Original Liner Notes

Mid-December 1987: Uriah Heep flew into the sub-zero temperature of snow-covered Moscow and prepared to become the first Western rock band to play in this vast country, simultaneously marking a unique episode in the band's 18 year history and opening a whole new chapter in the History Of Rock.

The tremendous significance, particularly in the Soviet Union, of this event is reflected in Uriah Heep's relentless schedule of press conferences, television appearances (to audiences of 200 million!), radio and press interviews - blanket coverage from the Soviet media, as well as daily international phone interviews.

For ten consecutive nights, Uriah Heep played sell-out shows at Moscow's Olimpiskij Stadium, thrilling and delighting delirious audiences of Muscovites lucky enough to have obtained their six-ruble tickets. For the massive audiences, totalling 180,000, Uriah Heep took to the stage as heroes; they left as messiahs.

The band have many shared memories - being mobbed wherever they went by frenzied crowds in scenes reminiscent of Beatlemania; hands bruised and sore from being squeezed and shaken hundreds of times each day; nightly car rides for the several hundred yards from dressing rooms to stage.

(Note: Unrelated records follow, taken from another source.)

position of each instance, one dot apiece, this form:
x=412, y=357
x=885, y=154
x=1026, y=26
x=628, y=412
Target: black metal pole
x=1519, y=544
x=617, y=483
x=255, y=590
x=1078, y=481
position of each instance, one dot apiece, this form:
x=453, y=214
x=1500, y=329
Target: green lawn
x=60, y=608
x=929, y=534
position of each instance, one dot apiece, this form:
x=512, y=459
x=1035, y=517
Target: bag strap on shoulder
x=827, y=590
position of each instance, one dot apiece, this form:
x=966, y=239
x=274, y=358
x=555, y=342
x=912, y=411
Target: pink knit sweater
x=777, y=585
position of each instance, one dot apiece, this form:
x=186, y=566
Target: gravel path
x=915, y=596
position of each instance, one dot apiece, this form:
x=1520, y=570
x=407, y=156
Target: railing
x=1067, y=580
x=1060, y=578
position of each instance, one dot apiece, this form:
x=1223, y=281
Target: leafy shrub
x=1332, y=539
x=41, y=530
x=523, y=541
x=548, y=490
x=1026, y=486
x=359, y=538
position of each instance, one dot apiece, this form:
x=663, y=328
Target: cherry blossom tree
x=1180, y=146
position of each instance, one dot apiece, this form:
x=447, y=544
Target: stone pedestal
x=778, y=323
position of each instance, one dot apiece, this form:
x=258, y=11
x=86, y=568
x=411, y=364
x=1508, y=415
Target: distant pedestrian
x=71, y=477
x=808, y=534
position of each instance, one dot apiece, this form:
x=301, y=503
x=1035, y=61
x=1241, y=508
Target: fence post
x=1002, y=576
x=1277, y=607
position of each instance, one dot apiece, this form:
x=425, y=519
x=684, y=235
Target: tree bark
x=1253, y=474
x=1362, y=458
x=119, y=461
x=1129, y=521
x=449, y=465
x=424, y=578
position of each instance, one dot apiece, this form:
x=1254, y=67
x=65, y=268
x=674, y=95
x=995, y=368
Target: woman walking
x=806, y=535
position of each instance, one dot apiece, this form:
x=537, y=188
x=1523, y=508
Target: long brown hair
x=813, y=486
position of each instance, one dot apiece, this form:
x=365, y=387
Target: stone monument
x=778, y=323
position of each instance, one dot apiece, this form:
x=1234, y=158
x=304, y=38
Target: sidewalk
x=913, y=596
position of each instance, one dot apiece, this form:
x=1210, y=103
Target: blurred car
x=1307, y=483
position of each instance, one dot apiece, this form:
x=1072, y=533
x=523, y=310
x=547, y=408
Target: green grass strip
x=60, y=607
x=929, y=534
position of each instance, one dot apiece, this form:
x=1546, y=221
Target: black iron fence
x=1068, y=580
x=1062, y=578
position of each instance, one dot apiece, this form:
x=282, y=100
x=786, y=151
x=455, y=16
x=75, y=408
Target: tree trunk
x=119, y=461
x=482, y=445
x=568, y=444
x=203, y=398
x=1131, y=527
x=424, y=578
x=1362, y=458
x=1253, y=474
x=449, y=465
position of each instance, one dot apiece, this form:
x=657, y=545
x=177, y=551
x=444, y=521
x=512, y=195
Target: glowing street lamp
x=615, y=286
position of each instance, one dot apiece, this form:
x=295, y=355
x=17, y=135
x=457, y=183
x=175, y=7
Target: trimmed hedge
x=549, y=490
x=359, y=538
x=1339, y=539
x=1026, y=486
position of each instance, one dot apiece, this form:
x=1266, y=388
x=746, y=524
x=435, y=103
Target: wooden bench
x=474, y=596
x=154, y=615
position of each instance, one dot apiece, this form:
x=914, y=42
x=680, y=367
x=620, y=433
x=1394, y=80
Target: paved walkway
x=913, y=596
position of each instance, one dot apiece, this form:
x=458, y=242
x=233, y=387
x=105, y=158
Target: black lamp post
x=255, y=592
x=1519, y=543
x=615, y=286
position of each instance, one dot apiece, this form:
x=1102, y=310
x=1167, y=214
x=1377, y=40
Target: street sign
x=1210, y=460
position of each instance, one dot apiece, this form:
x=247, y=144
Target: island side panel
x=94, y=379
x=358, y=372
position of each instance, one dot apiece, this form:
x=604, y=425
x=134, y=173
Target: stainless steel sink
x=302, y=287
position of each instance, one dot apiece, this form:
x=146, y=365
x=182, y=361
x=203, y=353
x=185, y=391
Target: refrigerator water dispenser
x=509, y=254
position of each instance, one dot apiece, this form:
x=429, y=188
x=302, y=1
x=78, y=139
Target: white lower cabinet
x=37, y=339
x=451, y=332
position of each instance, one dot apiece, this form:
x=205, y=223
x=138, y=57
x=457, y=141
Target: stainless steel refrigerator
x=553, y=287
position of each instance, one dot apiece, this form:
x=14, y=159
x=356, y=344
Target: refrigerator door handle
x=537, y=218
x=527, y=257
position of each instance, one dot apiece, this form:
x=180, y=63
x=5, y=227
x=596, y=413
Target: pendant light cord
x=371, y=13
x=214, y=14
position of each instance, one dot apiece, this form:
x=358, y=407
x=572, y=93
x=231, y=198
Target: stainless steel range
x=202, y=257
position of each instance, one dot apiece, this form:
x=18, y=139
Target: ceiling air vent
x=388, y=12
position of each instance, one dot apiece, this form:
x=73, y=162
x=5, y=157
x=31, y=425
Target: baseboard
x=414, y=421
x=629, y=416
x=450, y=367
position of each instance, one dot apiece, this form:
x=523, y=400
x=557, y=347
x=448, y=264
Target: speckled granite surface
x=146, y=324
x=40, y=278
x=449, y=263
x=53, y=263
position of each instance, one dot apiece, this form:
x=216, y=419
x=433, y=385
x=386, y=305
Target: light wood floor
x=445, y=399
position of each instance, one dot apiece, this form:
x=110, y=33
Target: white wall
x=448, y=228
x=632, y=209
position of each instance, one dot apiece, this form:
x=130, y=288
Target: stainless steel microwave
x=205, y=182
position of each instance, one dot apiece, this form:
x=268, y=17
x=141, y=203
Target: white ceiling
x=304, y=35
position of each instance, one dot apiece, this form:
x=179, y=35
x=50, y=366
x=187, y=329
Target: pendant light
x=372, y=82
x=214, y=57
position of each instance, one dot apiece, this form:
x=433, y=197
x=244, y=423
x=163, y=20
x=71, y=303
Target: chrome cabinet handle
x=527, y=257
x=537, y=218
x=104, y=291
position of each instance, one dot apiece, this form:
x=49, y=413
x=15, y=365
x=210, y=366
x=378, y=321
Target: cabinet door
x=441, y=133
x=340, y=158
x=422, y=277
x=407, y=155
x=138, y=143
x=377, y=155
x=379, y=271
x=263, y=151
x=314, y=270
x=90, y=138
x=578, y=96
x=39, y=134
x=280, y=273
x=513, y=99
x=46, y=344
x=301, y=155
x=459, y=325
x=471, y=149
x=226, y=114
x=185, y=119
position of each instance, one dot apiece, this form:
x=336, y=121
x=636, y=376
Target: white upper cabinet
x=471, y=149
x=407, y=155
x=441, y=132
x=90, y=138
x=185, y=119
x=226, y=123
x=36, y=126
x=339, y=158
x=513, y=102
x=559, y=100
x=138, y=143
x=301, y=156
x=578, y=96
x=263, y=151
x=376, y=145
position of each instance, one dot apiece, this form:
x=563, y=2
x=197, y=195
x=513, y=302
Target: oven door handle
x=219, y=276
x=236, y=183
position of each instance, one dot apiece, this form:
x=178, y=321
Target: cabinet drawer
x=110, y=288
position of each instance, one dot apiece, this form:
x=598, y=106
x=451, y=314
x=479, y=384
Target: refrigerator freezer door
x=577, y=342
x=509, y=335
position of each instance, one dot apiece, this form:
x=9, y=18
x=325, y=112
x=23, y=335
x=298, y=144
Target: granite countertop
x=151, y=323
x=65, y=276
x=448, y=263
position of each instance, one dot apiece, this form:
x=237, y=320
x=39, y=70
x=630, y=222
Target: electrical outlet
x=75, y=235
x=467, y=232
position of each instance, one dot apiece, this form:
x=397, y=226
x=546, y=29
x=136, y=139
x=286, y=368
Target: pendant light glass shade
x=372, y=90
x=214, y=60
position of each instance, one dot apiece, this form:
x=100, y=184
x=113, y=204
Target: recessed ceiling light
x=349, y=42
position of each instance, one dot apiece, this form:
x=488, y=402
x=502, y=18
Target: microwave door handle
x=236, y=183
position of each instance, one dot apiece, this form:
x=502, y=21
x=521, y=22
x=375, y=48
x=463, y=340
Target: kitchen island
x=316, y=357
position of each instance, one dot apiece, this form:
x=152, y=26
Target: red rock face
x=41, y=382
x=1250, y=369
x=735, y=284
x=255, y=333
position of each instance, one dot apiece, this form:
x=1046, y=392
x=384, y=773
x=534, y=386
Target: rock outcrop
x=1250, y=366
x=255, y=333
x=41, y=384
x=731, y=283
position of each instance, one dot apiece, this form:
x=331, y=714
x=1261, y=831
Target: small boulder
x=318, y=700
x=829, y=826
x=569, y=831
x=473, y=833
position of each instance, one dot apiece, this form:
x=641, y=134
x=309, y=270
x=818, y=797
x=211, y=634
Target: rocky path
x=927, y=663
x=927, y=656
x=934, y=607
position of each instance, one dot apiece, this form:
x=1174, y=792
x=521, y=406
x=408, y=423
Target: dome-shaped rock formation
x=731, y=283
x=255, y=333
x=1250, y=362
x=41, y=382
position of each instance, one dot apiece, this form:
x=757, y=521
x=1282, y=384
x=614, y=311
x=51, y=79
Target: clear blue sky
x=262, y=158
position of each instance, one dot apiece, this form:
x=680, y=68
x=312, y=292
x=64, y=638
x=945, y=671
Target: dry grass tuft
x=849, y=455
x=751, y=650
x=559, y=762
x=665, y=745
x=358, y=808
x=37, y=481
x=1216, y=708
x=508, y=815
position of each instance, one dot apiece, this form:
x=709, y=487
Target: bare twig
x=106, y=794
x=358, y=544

The list is endless, but mostly it comprises images of the unforgettable fans.

The footprints that Uriah Heep made in Moscow's snow-covered streets may have by now melted away, but far deeper impressions that they made on the country and its people, in bringing Western rock music to the Soviet Union, are much more permanent.

In terms of live Western rock music being taken to its many Soviet fans, this album records and represents the laying of the foundation stone on which others can now build.